Il a passé sept ans en prison pour des viols qu'il a toujours niés. Le 24 juin 2011 la justice l'innocentait. Il attend toujours que l'Etat répare le préjudice matériel dont il a été aussi victime.
Loïc Sécher s'est installé dans le Finistère, où il essaie de se reconstruire. Il n'a pas reçu d'indemnité pour l'erreur judiciaire dont il a été victime. Âgé de 51 ans, il vit du RSA de la CAF de Quimper: 417 euros par mois. L'an dernier il a dû se rendre aux Restos du coeur et faire la manche, des humiliations supplémentaires.Son avocat, Me Dupond-Moretti réclame plus de 2 000 000 d'euros, pour les jours passés en prison, pour le préjudice moral lié à la procédure judiciaire. Mais il s'estimera dit-il vraiment libre quand il aura obtenu un minimum d'argent, même pas de millions, juste de quoi vivre dignement.
Rappel des faits José Guédes
Audience devant la cour d'appel de Rennes
Son avocate a réclamé une somme de 2,4 millions d'euros, pour l'essentiel au titre des préjudices moral et matériel, alors que le défenseur de l'agence judiciaire du Trésor, Me Philippe Billaud, a proposé une indemnisation de l'ordre de 600.000 euros.
Me Alice Cohen-Sabban, du cabinet Dupont-Moretti, a appuyé sa demande de réparation en rappelant les conditions de détention très éprouvantes subies par son client qui s'est trouvé dans "une situation cauchemardesque (..) détruit, broyé, par le système", ainsi que par les failles de l'enquête et les défaillances des experts.
L'avocate, dont les propos n'ont été contestés ni par l'avocat général ni par Me Billaud, a retracé l'histoire de 3.856 jours, de l'accusation jusqu'à la reconnaissance de l'erreur judiciaire en juin 2011, marquée par une incarcération à l'ancienne
maison d'arrêt de Nantes dans une cellule où chaque prisonnier disposait de 3 m2, "alors que 5 m2 sont prévus pour les chiens en chenil". "Il restait assis par terre dans un coin à attendre que ça se passe", a-t-elle dit.
Ensuite, à la maison d'arrêt de Rennes aujourd'hui désaffectée, M. Sécher devait être victime du sort réservé aux "pointeurs", des violences et agressions à l'origine d'une tentative de suicide puis d'une grève de la faim et de la soif.
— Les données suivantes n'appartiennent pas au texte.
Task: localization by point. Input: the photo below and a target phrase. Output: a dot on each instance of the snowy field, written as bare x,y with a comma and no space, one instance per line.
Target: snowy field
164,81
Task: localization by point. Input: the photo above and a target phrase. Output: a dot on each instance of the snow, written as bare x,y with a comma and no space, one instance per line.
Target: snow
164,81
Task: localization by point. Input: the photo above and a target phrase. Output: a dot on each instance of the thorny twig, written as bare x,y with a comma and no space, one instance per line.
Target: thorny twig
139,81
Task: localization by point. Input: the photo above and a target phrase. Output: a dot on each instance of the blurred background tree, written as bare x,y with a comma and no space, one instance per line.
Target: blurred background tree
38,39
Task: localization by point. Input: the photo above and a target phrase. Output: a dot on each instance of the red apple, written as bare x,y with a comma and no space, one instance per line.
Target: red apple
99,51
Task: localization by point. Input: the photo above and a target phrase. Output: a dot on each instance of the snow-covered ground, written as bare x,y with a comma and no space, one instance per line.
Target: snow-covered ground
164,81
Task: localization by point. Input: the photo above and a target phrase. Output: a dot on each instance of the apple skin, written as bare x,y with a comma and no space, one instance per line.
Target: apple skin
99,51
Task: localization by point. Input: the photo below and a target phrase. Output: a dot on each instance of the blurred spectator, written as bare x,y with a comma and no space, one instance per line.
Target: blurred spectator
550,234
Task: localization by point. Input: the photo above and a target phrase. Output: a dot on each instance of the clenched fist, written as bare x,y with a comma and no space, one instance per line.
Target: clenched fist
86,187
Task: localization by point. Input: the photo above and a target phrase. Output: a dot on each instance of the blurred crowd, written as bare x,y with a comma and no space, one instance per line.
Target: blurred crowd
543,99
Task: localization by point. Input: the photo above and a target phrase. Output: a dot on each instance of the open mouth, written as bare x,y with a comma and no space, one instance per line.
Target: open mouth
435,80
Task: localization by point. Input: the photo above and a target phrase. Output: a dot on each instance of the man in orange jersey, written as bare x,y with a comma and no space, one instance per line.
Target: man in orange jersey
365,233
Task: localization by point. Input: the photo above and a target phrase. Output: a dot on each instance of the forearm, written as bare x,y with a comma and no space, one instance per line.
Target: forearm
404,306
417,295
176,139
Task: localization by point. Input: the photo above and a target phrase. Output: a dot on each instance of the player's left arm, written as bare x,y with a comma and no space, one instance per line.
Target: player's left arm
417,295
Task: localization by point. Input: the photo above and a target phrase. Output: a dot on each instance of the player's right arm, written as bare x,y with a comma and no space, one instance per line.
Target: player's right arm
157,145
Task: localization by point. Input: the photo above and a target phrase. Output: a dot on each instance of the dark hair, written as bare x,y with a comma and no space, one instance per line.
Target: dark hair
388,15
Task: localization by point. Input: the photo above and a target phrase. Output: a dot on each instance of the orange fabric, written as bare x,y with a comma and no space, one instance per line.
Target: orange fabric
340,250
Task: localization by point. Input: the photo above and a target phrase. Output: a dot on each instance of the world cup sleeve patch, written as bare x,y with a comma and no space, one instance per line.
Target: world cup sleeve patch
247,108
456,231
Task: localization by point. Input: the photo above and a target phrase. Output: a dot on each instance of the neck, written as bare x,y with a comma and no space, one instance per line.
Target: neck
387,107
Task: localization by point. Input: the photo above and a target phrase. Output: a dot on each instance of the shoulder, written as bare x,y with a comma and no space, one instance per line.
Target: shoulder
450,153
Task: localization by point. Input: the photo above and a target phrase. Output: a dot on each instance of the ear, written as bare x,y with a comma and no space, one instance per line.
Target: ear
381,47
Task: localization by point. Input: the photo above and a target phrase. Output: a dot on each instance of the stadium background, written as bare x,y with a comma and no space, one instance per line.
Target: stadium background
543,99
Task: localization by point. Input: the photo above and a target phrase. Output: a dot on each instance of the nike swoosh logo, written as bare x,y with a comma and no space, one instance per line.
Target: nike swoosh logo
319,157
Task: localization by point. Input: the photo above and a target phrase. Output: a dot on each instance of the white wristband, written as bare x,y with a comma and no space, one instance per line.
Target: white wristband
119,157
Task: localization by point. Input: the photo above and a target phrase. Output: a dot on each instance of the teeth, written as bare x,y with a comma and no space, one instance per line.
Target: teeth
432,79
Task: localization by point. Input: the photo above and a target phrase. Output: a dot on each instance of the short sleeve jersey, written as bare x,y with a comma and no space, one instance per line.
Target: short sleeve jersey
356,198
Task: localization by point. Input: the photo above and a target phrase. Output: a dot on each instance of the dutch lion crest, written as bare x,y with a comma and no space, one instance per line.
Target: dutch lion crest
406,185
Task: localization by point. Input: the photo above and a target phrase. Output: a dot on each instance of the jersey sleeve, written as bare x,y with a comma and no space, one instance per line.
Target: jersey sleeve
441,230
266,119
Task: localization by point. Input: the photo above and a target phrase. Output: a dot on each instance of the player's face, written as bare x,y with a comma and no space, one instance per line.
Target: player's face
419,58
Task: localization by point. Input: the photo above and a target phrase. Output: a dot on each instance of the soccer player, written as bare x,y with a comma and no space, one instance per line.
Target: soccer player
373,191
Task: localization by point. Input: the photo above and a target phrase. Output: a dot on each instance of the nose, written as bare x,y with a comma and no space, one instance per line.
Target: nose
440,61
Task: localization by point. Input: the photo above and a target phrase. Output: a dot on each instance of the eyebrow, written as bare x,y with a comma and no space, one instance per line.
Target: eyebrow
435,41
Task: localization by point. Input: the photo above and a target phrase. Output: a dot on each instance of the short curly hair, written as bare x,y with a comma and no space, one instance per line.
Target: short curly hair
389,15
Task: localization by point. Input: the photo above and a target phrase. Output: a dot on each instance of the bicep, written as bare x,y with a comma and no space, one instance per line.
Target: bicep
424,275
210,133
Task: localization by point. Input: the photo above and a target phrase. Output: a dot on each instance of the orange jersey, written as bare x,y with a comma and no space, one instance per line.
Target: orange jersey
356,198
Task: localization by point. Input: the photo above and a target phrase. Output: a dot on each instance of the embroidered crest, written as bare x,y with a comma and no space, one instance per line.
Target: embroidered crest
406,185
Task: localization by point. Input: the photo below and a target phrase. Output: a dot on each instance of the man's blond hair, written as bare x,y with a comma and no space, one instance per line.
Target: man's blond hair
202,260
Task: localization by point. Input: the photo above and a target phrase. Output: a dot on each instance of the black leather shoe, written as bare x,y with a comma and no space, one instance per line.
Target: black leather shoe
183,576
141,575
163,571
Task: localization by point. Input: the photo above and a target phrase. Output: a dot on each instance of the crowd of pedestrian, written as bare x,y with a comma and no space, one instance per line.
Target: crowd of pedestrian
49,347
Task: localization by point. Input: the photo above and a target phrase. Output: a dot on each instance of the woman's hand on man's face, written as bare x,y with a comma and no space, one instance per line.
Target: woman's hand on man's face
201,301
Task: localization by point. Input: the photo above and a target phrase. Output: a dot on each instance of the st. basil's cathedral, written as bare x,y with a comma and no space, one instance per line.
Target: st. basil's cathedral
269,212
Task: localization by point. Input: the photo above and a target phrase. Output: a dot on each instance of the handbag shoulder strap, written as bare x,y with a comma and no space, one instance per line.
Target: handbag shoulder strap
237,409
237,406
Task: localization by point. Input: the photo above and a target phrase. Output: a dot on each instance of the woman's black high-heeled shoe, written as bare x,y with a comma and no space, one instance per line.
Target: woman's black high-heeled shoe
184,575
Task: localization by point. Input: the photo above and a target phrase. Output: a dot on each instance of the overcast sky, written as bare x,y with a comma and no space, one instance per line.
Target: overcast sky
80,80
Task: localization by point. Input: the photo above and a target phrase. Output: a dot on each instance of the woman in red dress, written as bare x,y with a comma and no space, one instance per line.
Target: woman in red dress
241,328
En raison de contraintes judiciaires, "M. Sécher n'a pu être aux côtés de son père, mort de chagrin le 31 mars 2011", a poursuivi l'avocate, qui a étrillé la conduite de l'enquête ainsi que le rôle joué par les experts "qui l'ont considéré comme un pédophile pervers".
Depuis un an sans travail
"Aujourd'hui, il lui est impossible, même avec la meilleure volonté du monde, de trouver un emploi", a ajouté l'avocate qui a réclamé en outre une indemnisation pour la soeur et les deux frères de l'ancien accusé.
Me Billaud a justifié sa moindre proposition d'indemnisation au titre de la "rigueur budgétaire extraordinaire" tout en reconnaissant le "gâchis judiciaire" de l'affaire.
De son côté, l'avocat général a rappelé que M. Sécher n'avait "jamais été condamné, ce qui rajoute au choc carcéral".
Le premier président de la cour d'appel Philippe Jeannin a, lui, évoqué une "indemnisation qui ne sera jamais parfaite" et qui ne réparera pas "le prix de la liberté".
Loïc Secher dans l'attente urgente avant le délibéré du 25 septembre
"Je suis très déçu de ne pas avoir reçu de provision. Je vais continuer avec la survie", a déclaré à l'issue de l'audience Loïc Sécher qui avait entrepris, début juin, plusieurs actions publiques pour dénoncer ses conditions matérielles d'existence dues à l'absence d'indemnisation. La procédure ne permet pas l'octroi d'une provision, a rappelé le président.